Le BRCA doit être inclus dans tout projet de loi sur la structure du marché. Il doit être inclus avec les dents. Et il ne doit pas être dilué, supprimé ou échangé dans des négociations en coulisses sur des dispositions qui, aussi importantes soient-elles, ne font pas la différence entre une industrie qui prospère en Amérique et une autre qui fait ses valises à Hong Kong ou à Singapour.
Le Congrès n’a plus qu’une fenêtre d’opportunité très étroite. Les élections de mi-mandat de novembre s’annoncent comme un séisme politique. Le calendrier législatif de Washington DC manque rapidement de sable. Une opportunité générationnelle pour les États-Unis d’affirmer leur leadership continu dans le nouvel ordre mondial multipolaire est en train de disparaître. Le moment est venu de bien faire les choses – non pas parce que le lobby de la cryptographie l’exige, mais parce que les principes de l’innovation américaine, l’égalité de traitement devant la loi et notre leadership économique et technologique continu dans le monde l’exigent.
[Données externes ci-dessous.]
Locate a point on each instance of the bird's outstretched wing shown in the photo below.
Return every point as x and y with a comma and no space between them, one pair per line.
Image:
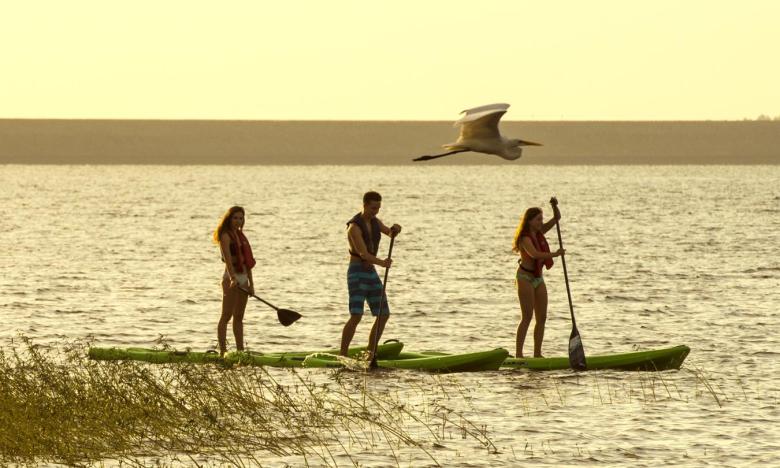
478,112
484,127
La question n’est pas de savoir si les États-Unis auront un projet de loi sur la structure du marché. La question est de savoir si ce projet de loi vaudra le papier sur lequel il est imprimé.
Ceci est un article invité de Kyle Olney. Les opinions exprimées sont entièrement les leurs et ne reflètent pas nécessairement celles de BTC Inc ou de Bitcoin Magazine.